Hay, pues, que partir, para explicar la creación del Greco, de su misticismo. Cossío fue el primero, entre nosotros, que disertó sobre el misticismo del gran pintor con aquel fervor que perdura en las páginas de su libro, cuya lectura nos hace oír todavía, a los que tuvimos la suerte de conocerle, el eco de su voz apasionada, cuando discurría ante los lienzos del Greco. Después, todos han seguido el mismo camino. Es preciso citar también entre los precursores a Maurice Barrès, menos estimado de lo que se debe por los puritanos del antitópico, tanto franceses como españoles.[16] A la lectura del libro de Cossío, que fue el fundamento de su obra, sumó el gran escritor francés sus propias impresiones recogidas en España, con agudo sentido de lo que tenía que ver y de cómo debía entender lo que veía. La interpretación espiritualista del Greco debe mucho a Barrès, y me alegro de haber contribuido en mi juventud a la cancelación de esta deuda.[17] Después, apenas ha habido comentarista de Theotokópoulos que no haya tocado este problema fundamental. Los iré citando más adelante.

El sentido espiritualista y, en su forma más alta, el misticismo, es una posible realidad del alma humana, dondequiera que exista, en el espacio y en el tiempo.

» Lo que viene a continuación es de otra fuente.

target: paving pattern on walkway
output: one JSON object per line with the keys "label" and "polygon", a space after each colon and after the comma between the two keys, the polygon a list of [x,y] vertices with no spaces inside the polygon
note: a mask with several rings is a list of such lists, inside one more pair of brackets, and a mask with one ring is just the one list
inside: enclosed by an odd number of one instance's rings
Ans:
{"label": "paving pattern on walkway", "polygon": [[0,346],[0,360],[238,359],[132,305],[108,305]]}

Pero su apogeo coincide con la crisis religiosa del Renacimiento. Tan características del movimiento renacentista como sus preocupaciones políticas y estéticas fueron los vaivenes de la moral y de la conciencia religiosa de los europeos. Se erigió en norte de la vida pública, entre los mismos príncipes cristianos, e incluso en Roma, a la nefasta razón de Estado, radicalmente anticristiana, de lo cual han nacido tantos males para la vida de los pueblos y para la misma Iglesia. Esta vio vacilar su autoridad universal y hubo de sufrir los embates de las religiones enemigas, sobre todo de la musulmana, en plena potencia agresiva. Y a todo ello se unió la Reforma, hija de las inquietudes de los tiempos y de la relajación de las costumbres y disciplina eclesiásticas, que tuvieron tan grande parte en la insurrección luterana.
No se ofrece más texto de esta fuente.